Lead-based paint was used extensively in homes and buildings prior to the 1970s, but today it's known that it can have harmful effects on health. Lead poisoning can cause serious health problems, including gastrointestinal problems, reproductive problems, kidney damage, and nervous system damage. Children and pregnant women are especially vulnerable to the effects of lead poisoning.

While current real estate laws require sellers to disclose the presence of lead paint in any home built before 1978, some sellers simply do not know. For example, a home sold through probate court is typically owned by a seller who recently inherited the house and has no idea of its condition. Likewise, a foreclosure is a bank-owned home, and, as such, there is no knowledge of lead-based paint usage or previous removal.

Furthermore, the recent seller's market has resulted in many home buyers waiving their right to an inspection, which would have flagged the potential use of lead-based paint as well as other abnormalities.

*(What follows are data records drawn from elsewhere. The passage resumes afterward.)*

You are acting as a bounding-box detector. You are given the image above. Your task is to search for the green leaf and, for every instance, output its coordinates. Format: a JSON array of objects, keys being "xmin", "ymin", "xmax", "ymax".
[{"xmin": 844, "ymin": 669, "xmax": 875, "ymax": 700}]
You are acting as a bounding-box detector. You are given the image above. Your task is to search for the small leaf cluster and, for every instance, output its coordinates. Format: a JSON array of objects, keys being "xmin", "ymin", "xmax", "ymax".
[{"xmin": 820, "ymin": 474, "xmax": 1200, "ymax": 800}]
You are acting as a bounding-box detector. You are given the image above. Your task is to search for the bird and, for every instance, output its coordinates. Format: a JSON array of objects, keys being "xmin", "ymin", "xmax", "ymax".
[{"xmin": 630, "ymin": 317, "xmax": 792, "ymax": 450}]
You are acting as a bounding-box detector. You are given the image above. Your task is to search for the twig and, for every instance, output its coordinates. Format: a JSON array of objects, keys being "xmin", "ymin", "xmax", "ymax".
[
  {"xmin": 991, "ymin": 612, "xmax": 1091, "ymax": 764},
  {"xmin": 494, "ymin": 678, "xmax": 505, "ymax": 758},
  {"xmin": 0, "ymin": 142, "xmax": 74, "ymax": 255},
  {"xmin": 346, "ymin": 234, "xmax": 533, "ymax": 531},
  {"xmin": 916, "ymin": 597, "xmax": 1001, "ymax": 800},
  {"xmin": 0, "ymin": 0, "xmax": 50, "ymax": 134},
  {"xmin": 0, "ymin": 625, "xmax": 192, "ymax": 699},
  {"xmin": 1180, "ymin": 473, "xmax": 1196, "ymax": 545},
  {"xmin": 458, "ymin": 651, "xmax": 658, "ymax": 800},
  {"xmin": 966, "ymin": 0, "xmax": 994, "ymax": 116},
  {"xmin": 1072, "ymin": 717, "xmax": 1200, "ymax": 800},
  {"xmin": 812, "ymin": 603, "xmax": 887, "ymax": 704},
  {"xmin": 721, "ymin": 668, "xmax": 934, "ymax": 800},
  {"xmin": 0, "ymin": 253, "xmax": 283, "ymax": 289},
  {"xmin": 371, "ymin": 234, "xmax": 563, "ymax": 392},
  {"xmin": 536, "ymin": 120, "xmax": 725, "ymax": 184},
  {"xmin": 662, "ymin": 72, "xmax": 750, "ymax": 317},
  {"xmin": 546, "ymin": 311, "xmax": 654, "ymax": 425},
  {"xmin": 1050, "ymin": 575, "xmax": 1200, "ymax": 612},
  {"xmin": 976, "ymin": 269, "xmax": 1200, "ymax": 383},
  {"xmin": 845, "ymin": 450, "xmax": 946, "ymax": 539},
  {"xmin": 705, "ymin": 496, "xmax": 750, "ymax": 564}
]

If you find yourself in a similar position and are wondering if you should get the property tested for lead, here's what you need to know about lead testing and lead hazard cleanup.

What Is Lead Testing?

Lead testing is the process of testing for the presence of lead in a home. Lead can be found in many different places in a home, including pipes, plumbing fixtures, and, most commonly, paint. Lead is found in homes built before 1978 when lead was still used in paint and other construction materials.

What Do You Do If a House Tests Positive for Lead?

If a house tests positive for lead, it must be removed by a licensed professional. Like asbestos and mold, lead paint removal is a serious business. While buying a fixer-upper is a great way to build sweat equity, lead-based paint is not the place to start.

In fact, there are very strict Environmental Protection Agency (EPA) guidelines that must be followed regarding the removal and disposal of lead-based products during a lead hazard cleanup. This is because microscopic debris can become airborne and make nearby people ill if the lead-based paint is not removed properly.

If you have not yet purchased the home in question, it is the seller's responsibility to have the lead paint removed before transferring the title to you.

Lead poisoning is a serious health hazard and should not be taken lightly. It's important to have lead testing and proper lead hazard cleanup if you suspect the use of lead paint in your older home.